Jun 22, 2026, 9:08 p.m.

2 min read

Securitize CEO Carlos Domingo at ETHConf 2026 (Margaux Nijkerk/ CoinDesk)
Securitize CEO Carlos Domingo at ETHConf 2026 (Margaux Nijkerk/ CoinDesk)

Summary

  • tZERO has accused Securitize of infringing patents covering tokenized securities infrastructure and sent a cease-and-desist letter.
  • Securitize responded Monday by filing suit in federal court seeking a ruling that it does not infringe upon Securitize's patents.
  • The dispute emerges as Wall Street ramps up efforts to tokenize stocks, bonds and investment funds, a market that some forecasts estimate could reach trillions of dollars.

Two of the biggest companies in the tokenization space are heading toward a legal showdown over intellectual property just as the industry they helped create begins to seriously court institutional investors on Wall Street.

Securitize said Monday it filed a lawsuit in the U.S. District Court in Delaware seeking a declaratory judgment that it does not infringe patents owned by rival tokenization firm tZERO.

The move came a week after tZERO sent Securitize a cease-and-desist letter accusing the firm of violating several patents related to blockchain-based securities infrastructure.

Tokenization — the process by which the ownership rights of real-world assets like stocks, bonds or real estate can be converted into tokens on a blockchain — is one of the fastest-growing areas in the digital assets space.

Global banks, exchanges and asset managers — including BlackRock, JPMorgan, Nasdaq, NYSE, to name a few — have increasingly embraced tokenization. Proponents argue the process can modernize capital markets by streamlining issuance, settlement and ownership tracking.

Market forecasts have ballooned in recent years. Citi has estimated tokenized assets could reach a $5 trillion market capitalization by 2030, while a report from Boston Consulting Group and Ripple projected a market worth $18.9 trillion by 2033.

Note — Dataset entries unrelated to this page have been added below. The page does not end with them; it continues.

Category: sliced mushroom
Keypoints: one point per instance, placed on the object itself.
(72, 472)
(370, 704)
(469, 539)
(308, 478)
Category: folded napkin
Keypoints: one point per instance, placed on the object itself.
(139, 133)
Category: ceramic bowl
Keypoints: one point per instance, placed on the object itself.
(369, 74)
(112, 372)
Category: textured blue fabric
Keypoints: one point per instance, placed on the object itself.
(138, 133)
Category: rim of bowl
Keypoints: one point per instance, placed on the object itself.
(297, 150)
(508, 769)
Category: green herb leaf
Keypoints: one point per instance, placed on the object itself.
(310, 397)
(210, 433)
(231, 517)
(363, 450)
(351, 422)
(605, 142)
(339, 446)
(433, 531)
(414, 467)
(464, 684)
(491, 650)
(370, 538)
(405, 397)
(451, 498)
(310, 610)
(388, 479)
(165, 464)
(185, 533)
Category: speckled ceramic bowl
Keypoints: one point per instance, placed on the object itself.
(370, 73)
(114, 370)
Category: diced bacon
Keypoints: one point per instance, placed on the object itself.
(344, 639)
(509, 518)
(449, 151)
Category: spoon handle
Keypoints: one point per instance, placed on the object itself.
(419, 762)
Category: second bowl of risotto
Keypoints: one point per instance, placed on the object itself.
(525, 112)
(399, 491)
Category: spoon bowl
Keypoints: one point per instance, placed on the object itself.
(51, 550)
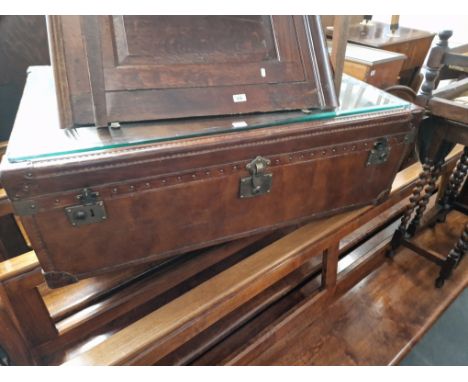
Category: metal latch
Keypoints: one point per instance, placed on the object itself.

Patent battle over tokenization infrastructure

At the center of the dispute are patents covering compliance systems for tokenized securities, digital asset issuance and redemption technology and blockchain-based trading infrastructure.

tZERO said its investigation concluded that products including Securitize's DS Protocol and Vault Registrar infringe patents covering self-enforcing compliance controls for security tokens and crypto integration systems.

The company said it is also investigating potential infringement by at least six other firms across tokenization, institutional crypto infrastructure and decentralized finance.

Securitize rejected the claims.

"tZERO's allegations are without merit and run counter to the spirit of fair play that defines our industry at its best," the company said in a statement posted on X.

Early pioneers clash amid growing stakes

The dispute pits two pioneers of tokenization against each other.

tZERO launched in 2014 and has spent more than a decade building technology for regulated digital asset markets and says it holds 105 patents globally across 23 patent families related to tokenized capital markets. NYSE parent Intercontinental Exchange made a strategic investment in the company in 2022, and tZERO unveiled plans last year to go public.

Securitize, founded in 2017, has become one of the leading providers of infrastructure for tokenized funds and securities, working with firms including BlackRock, Apollo, KKR, Hamilton Lane and VanEck. Earlier this year, the company announced a deal with the New York Stock Exchange (NYSE) to develop infrastructure for tokenized equities trading. The firm aims to go public later this year through a merger with a Cantor-backed entity.